The next section explains how to develop an organization. Cultural bodies usually start small, and the Handbook assumes that some trustees will be managing and administering their shoestring-budget organizations as volun­teers. Growth from that stage requires development in structures too, and keeping the development orderly involves many activities spelled out, more or less in detail, here.

The Handbook demonstrates a great belief in policies and systems. “Systems are like policies. They aren’t considered important until you run into a problem because you haven’t got them.” Sound advice, which does not preach rigidity but does demand forethought and seriousness of purpose.

Processes come last: what kinds of planning are needed and how do trustees approach each kind? Step-by-step guides are provided for the quite different processes involved in setting policy, developing board membership and con­ducting profitable meetings. The last topic involves some helpful lists outlin­ing the duties of the chair and of the trustees at a meeting and of what should be included in the minutes.

The amount of time all this takes will impress-or depress—the reader. The writers anticipate this reaction and add a note of encouragement here to remind us that none of this can be achieved overnight.

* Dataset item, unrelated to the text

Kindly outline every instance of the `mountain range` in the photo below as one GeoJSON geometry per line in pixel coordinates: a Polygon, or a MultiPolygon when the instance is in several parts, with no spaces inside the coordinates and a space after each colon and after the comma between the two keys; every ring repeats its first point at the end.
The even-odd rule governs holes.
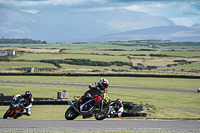
{"type": "Polygon", "coordinates": [[[44,9],[35,14],[0,8],[0,37],[55,42],[172,40],[200,41],[200,24],[177,26],[162,16],[123,9],[69,11],[44,9]]]}
{"type": "Polygon", "coordinates": [[[192,27],[185,26],[159,26],[141,30],[131,30],[115,34],[103,35],[91,38],[88,41],[105,42],[105,41],[130,41],[130,40],[171,40],[178,42],[199,42],[200,41],[200,24],[192,27]]]}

After the discussion comes the deed. The Handbook closes with a series of questionnaires, checklists and action plans for each of the four parts. These forms are designed to be photocopied for frequent use. Trustees are advised to consider these “tools” chapter by chapter, possibly as a group project during regular or special meetings of the board. As always, the materials outline small, unintimidating steps towards the larger goal.

The Handbook for Cultural Trustees could serve as a practical companion for Developing Effective Arts Boards, published by the Council for Business and the Arts in Canada (“Bookshelf’, The Philanthropist,Volume V, No.1). Arts organi­zations could do worse than to follow its suggestion of providing a copy for each trustee to use as inspiration, course correction and a manual for his or her own organization. The looseleaf binder offers tabs to help organize material specific to the particular company, though the text sensibly recommends that these other documents not be handed out with the binder at first, lest the bulk of the material overwhelm the trustee it is supposed to help.

The last suggestion, like many others in the Handbook, reflects the vetting of the draft version by many experienced trustees with a view to making it as “user friendly” as possible. The authors, with this valuable assistance, have succeeded admirably.

A Handbook for Cultural Trustees is available from the publisher, the Associa­

tion of Cultural Executives, the Canadian Conference for the Arts or: The Council for Business and the Arts in Canada, 401 Bay Street, Suite 1507, P.O. Box 7, Toronto, Ontario. M5H 2Y4.

Single copies are $22.95, 10 or more are $16.95 each.